Question

In ΔАВС, M and N are the mid-points of AB and AC respectively and R be any point on BC. Use intercept theorem, prove that MN bisects AR.

Answer 1

Given:

In triangle ABC, M and N are mid-points of AB and AC respectively.

R is any point on BC.

MN is therefore the segment joining the mid-points, so MN || BC.

To Prove:

MN bisects AR i.e., MN meets AR at its midpoint.

Proof [Step-wise]:

1. Let MN meet AR at point P.

2. Since M and N are mid-points of AB and AC, by the midpoint or mid-segment theorem MN || BC.
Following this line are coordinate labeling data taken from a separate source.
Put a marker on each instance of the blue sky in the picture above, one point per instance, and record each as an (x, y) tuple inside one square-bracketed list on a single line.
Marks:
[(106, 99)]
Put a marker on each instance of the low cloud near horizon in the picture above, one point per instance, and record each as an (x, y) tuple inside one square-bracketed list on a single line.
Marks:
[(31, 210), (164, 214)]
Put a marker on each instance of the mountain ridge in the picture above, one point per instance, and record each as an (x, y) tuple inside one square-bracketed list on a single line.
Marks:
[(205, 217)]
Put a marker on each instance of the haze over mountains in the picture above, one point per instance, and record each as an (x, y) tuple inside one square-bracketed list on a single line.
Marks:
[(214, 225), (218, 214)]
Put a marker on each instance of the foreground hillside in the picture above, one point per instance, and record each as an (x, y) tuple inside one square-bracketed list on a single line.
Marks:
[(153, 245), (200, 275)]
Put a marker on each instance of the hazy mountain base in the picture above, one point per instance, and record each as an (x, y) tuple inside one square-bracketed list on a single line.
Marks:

Because R lies on BC, MN is parallel to BR and CR.

3. Consider triangle ABR.

The line MN meets AB at M and AR at P and is parallel to BR.

4. By the Intercept Basic Proportionality Theorem applied to triangle ABR with the line through M parallel to BR, we have `(AM)/(MB) = (AP)/(PR)`.

5. M is the midpoint of AB.

So, AM = MB.

Hence, `(AM)/(MB) = 1`.

6. From steps 4 and 5,

`(AP)/(PR) = 1`

So, AP = PR.

7. Therefore, P is the midpoint of AR; equivalently MN bisects AR.

MN bisects AR the point of intersection of MN and AR divides AR into two equal parts.